They have carefully scrutinized reviews of Conviction so they can gather a consensus on what did and didn’t work - it’s a ”sweet and sour” experience said Beland. Blacklist arrives March 2013.
The creative director admits he and another producer were ”brought in because it wasn’t going well,” referring to Conviction’s creation. Despite this trouble it retailed well.
”We changed the direction and kind of shipped the game in two years. So Conviction is very sweet and sour for me,” Maxime Beland told Joystiq in an interview. He and his team went through over 80 reviews to gauge what was liked and what was loathed in general, and from there they started to build Blacklist.

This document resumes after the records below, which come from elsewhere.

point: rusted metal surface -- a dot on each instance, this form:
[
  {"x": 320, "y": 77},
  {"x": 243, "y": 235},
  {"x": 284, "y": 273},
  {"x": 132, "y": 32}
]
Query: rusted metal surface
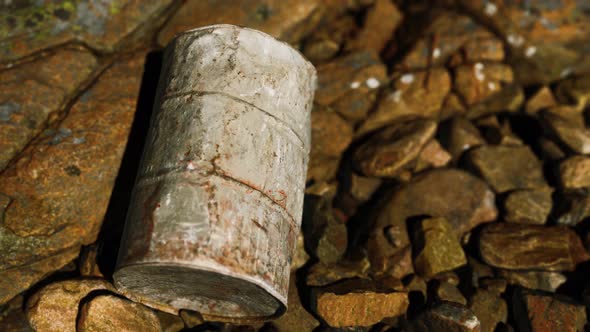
[{"x": 218, "y": 202}]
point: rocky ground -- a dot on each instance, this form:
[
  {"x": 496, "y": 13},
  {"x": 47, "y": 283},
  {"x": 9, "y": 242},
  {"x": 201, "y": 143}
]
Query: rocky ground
[{"x": 448, "y": 187}]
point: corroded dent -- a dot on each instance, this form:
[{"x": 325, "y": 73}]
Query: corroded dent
[{"x": 218, "y": 202}]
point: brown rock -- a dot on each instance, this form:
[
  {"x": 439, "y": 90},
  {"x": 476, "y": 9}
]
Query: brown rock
[
  {"x": 50, "y": 83},
  {"x": 542, "y": 99},
  {"x": 380, "y": 22},
  {"x": 574, "y": 172},
  {"x": 104, "y": 26},
  {"x": 296, "y": 318},
  {"x": 528, "y": 206},
  {"x": 59, "y": 191},
  {"x": 436, "y": 248},
  {"x": 507, "y": 167},
  {"x": 286, "y": 20},
  {"x": 520, "y": 247},
  {"x": 545, "y": 313},
  {"x": 55, "y": 306},
  {"x": 489, "y": 308},
  {"x": 539, "y": 280},
  {"x": 393, "y": 148},
  {"x": 362, "y": 308},
  {"x": 412, "y": 95},
  {"x": 479, "y": 81},
  {"x": 349, "y": 84},
  {"x": 573, "y": 135},
  {"x": 111, "y": 313}
]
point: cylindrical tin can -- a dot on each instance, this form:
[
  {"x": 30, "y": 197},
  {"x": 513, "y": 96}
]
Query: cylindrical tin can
[{"x": 217, "y": 204}]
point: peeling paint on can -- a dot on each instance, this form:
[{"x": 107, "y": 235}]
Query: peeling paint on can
[{"x": 217, "y": 205}]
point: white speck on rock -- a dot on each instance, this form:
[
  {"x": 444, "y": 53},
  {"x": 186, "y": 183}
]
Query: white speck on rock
[
  {"x": 373, "y": 83},
  {"x": 407, "y": 78}
]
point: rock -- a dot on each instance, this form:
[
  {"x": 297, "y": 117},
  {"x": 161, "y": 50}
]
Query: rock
[
  {"x": 445, "y": 291},
  {"x": 104, "y": 26},
  {"x": 447, "y": 316},
  {"x": 542, "y": 99},
  {"x": 330, "y": 134},
  {"x": 111, "y": 313},
  {"x": 489, "y": 308},
  {"x": 55, "y": 306},
  {"x": 412, "y": 95},
  {"x": 462, "y": 136},
  {"x": 574, "y": 172},
  {"x": 536, "y": 312},
  {"x": 573, "y": 135},
  {"x": 380, "y": 22},
  {"x": 296, "y": 318},
  {"x": 469, "y": 204},
  {"x": 58, "y": 192},
  {"x": 360, "y": 307},
  {"x": 433, "y": 155},
  {"x": 436, "y": 248},
  {"x": 349, "y": 84},
  {"x": 286, "y": 20},
  {"x": 479, "y": 81},
  {"x": 51, "y": 82},
  {"x": 520, "y": 247},
  {"x": 528, "y": 206},
  {"x": 539, "y": 280},
  {"x": 507, "y": 168},
  {"x": 386, "y": 153}
]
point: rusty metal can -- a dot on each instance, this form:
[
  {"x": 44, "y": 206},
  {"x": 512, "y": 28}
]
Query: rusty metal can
[{"x": 218, "y": 200}]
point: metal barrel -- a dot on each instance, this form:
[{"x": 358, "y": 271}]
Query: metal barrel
[{"x": 218, "y": 199}]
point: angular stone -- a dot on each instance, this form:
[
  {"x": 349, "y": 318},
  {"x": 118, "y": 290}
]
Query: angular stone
[
  {"x": 479, "y": 81},
  {"x": 520, "y": 247},
  {"x": 574, "y": 172},
  {"x": 542, "y": 99},
  {"x": 330, "y": 134},
  {"x": 539, "y": 280},
  {"x": 58, "y": 192},
  {"x": 470, "y": 203},
  {"x": 380, "y": 22},
  {"x": 50, "y": 83},
  {"x": 55, "y": 306},
  {"x": 105, "y": 26},
  {"x": 489, "y": 308},
  {"x": 296, "y": 318},
  {"x": 447, "y": 316},
  {"x": 507, "y": 167},
  {"x": 536, "y": 312},
  {"x": 392, "y": 149},
  {"x": 349, "y": 84},
  {"x": 286, "y": 20},
  {"x": 462, "y": 136},
  {"x": 573, "y": 135},
  {"x": 111, "y": 313},
  {"x": 436, "y": 248},
  {"x": 528, "y": 206},
  {"x": 412, "y": 95},
  {"x": 360, "y": 308}
]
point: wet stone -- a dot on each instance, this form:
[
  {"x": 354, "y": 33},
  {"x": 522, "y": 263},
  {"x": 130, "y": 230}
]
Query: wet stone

The creative director called Conviction a ”stepping stone,” with fans reacting quite well to its more action-orientated gameplay over its more stealth compulsory past. The Ubisoft boss describes what player profiles his team have formulated and then built Blacklists gameplay around.

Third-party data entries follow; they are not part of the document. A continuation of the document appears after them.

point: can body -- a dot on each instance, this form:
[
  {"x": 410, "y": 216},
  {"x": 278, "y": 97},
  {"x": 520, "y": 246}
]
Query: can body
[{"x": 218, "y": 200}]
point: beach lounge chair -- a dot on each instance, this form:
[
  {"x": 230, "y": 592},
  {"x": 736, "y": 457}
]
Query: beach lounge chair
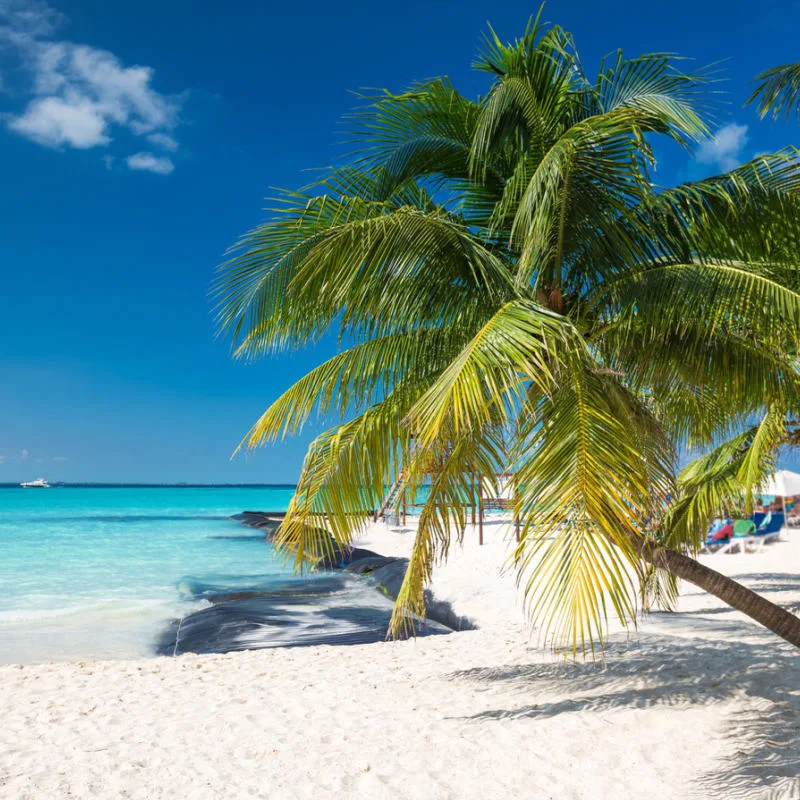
[
  {"x": 768, "y": 531},
  {"x": 743, "y": 529},
  {"x": 719, "y": 534}
]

”We have these three player profiles, player archetypes in our heads,” he says. ”We have the ghost player, that doesn’t want to kill or get detected. We’ve got our action/tank/killer player on the other end of the spectrum, that just wants to throw frag grenades, blind fire, shoot people in the head. And then in the middle, we have what we call the panther.”
The panther profile is what he calls ”clean, tactical” execution where the player doesn’t fully utilise stealth but rather a well-oiled and quiet traversal. ”So we’re building the game with those three archetypes in mind.”
”The game takes place about six months after Conviction,” he continued.
”We’re making a much bigger singleplayer story, co-op, spies vs mercs,” Béland promises. ”And blurring the lines between all of these modes, I think, is going to make this a huge game.” Splinter Cell: Blacklist releases on Xbox 360, PS3 and PC March 2013. Not long ago Ubisoft released a ghost playthrough of their E3 revealed gameplay.